Sunday, March 12, 2023

everything one after the other

We hosted the quarterly MythSoc book discussion meeting this afternoon, and only two other people showed up. Fortunately we'd all at least partly read the book, which was Light from Uncommon Stars by Ryka Aoki. As this story prominently features a donut shop, I went out and bought a dozen donuts, which didn't get quite half eaten.

The book was mostly enjoyed, though I found it it clotted and unnecessarily messy in a way that was apparently deliberate but didn't work for me. In which it struck me similarly to the movie Everything Everywhere All at Once, which was about to have a big night.

Some of the people who might have come to the meeting but didn't had to excuse themselves because of family emergency, health issues, or not being able to get home in time for the start of the Oscars broadcast. We were already home, so we didn't have that problem, and watched the whole thing.

By now, anyone who cares will know that one movie won just about everything, everywhere, all at once. In fact: there are by one definition eight major Academy Awards (Picture, Director, the four acting awards, and the two screenplay awards). It's only possible to win 7 of these, as the two screenplay awards are mutually exclusive. Everything Everywhere All at Once wasn't nominated for Leading Actor, but it won all the other six. No other movie has ever done this, in the entire history of the awards. The last one to win as many as five was nearly 40 years ago, Terms of Endearment in 1984. (Up until 1956 there was a separate writing award for Story, but only one picture ever won 6 major awards if you include that, Going My Way in 1945.)

I wonder if this is the first time anyone has won an acting Oscar for playing an IRS agent.

I'd also like to give Everywhere another award, for best acceptance speeches.

Thoughts on some other awards: Having seen all the Documentary Short Subject finalists, I agree, The Elephant Whisperers was the best. The Animated Short Films didn't inspire me as much. I detested The Boy, the Mole, the Fox and the Horse, but that was for the inanely sappy story. I'll admit it was well-animated and the voice cast did their jobs well, so since I wasn't tremendously excited by any of the others either, I'll give its win a pass.

The only other award I can comment on in full is Best Song, as the finalists were all played in the ceremony. The actual winner, "Naatu Naatu," I think could have won Best Dancing, but I didn't think much of it for Best Song.

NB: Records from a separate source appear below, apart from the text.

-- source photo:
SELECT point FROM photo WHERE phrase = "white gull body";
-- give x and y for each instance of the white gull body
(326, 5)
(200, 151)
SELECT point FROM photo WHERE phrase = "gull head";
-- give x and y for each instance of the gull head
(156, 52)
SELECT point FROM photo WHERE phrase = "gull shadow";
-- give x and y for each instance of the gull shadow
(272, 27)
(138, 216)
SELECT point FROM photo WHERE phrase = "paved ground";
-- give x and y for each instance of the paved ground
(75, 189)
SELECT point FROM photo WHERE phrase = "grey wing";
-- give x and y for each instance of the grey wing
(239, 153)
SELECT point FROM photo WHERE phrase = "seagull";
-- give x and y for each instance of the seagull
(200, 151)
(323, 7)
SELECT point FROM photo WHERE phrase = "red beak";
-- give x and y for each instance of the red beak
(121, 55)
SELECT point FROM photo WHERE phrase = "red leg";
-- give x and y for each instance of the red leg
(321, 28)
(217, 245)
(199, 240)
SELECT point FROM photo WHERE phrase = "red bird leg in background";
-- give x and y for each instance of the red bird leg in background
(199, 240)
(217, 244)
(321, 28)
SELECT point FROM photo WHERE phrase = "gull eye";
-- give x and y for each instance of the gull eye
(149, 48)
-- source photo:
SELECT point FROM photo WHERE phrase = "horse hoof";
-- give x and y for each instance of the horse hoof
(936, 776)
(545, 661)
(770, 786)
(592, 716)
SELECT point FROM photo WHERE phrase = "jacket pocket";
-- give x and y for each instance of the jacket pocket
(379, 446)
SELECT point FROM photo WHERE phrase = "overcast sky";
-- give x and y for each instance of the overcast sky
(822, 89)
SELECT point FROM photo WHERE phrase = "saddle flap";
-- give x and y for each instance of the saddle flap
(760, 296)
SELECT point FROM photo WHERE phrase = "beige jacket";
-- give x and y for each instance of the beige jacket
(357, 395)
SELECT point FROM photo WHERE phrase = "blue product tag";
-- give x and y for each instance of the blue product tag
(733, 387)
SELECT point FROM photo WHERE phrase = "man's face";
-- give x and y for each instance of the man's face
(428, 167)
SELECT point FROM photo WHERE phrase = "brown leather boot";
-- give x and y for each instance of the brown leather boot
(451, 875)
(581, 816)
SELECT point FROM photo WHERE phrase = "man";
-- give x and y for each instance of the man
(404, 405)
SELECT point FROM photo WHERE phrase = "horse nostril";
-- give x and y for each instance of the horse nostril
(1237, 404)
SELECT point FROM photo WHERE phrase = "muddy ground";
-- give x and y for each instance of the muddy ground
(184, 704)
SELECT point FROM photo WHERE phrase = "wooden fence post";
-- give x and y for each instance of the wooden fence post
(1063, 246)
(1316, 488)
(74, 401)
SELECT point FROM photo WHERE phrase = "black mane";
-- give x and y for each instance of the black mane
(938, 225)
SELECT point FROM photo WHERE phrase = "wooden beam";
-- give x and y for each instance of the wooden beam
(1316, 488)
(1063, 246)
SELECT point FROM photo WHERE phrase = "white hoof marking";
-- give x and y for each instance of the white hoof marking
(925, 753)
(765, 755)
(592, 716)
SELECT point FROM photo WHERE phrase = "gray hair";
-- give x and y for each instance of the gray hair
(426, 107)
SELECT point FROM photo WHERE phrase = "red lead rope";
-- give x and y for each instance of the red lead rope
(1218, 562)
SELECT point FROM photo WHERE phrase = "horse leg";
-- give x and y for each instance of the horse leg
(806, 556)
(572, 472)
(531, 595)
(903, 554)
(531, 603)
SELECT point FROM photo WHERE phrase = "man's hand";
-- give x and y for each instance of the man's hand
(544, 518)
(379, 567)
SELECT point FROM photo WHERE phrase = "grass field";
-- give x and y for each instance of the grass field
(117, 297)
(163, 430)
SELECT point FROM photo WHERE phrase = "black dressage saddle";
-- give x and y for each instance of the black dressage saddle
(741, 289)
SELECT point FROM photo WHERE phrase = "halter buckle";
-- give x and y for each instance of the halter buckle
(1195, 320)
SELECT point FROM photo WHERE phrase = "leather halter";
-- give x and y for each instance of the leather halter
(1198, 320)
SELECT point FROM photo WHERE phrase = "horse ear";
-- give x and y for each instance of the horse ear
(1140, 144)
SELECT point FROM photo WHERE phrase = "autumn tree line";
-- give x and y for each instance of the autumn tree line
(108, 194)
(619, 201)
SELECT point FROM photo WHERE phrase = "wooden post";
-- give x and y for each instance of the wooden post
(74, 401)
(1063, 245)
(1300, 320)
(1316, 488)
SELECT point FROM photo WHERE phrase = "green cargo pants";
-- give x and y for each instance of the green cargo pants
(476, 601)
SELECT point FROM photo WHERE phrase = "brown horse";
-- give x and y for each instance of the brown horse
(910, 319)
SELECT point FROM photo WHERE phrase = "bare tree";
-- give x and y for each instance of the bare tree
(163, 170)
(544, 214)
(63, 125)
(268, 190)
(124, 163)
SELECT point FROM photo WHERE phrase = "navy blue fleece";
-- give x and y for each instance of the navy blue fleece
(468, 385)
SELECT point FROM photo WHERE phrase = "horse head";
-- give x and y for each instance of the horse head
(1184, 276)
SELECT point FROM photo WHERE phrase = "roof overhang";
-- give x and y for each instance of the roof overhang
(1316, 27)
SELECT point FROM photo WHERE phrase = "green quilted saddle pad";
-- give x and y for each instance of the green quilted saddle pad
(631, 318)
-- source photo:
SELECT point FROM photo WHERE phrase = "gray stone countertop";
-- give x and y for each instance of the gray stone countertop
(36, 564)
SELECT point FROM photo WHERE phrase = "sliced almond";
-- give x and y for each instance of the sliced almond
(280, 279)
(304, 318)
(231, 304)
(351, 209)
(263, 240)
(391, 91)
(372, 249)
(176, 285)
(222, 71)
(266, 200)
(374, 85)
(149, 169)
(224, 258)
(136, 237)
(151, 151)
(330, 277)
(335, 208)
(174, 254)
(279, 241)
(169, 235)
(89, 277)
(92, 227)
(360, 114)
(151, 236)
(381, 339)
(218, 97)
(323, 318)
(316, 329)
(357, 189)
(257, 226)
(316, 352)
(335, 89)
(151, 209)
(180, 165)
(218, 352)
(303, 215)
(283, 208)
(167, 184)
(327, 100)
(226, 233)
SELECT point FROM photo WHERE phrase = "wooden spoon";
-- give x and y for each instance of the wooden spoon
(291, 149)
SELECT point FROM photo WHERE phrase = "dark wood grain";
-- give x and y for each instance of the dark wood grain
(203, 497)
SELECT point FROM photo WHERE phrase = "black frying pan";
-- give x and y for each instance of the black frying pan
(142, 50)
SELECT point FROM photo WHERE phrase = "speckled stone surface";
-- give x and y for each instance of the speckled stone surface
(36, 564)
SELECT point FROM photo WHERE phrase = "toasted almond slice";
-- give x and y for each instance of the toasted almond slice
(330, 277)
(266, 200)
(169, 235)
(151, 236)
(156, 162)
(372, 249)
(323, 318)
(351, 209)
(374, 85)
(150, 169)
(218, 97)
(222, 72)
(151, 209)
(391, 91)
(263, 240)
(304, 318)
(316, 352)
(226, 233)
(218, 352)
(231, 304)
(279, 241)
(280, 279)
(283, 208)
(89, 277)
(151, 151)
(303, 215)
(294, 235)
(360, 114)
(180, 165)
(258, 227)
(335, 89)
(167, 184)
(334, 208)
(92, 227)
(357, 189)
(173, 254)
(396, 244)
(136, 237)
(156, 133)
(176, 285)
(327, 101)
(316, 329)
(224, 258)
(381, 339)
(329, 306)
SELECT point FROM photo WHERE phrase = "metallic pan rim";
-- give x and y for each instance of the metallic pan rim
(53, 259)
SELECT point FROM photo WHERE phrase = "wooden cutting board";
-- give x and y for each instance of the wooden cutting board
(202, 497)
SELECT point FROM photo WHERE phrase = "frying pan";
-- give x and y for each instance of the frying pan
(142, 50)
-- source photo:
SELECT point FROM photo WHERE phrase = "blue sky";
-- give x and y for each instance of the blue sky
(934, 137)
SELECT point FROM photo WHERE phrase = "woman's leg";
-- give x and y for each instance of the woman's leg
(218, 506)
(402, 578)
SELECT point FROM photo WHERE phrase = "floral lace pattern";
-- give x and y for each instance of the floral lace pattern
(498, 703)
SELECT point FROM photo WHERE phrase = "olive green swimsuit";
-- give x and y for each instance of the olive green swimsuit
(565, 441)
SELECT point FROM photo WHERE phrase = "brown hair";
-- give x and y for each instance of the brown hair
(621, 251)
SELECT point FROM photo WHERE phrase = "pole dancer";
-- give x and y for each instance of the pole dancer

Out of a generally uninspiring lineup, I thought the best was Lady Gaga's "Hold My Hand." Wait a minute, that was from Top Gun: Maverick? I saw that movie, but I don't remember there being a song.

Best host joke by a long shot was Jimmy Kimmel's comments on the Best Editing award: "Anyone who's ever received a text message from their father knows how important editing is. Editors do amazing things. Editors can turn 44,000 hours of violent insurrection footage into a respectful sightseeing tour of the Capitol." (Twitter video link: the delivery does help make it)

Which is of course a zinger at Tucker Carlson's selection of footage, but an even better zinger was the one delivered by the not-always-reliable Bill Maher, which has to be seen to be appreciated (YouTube link).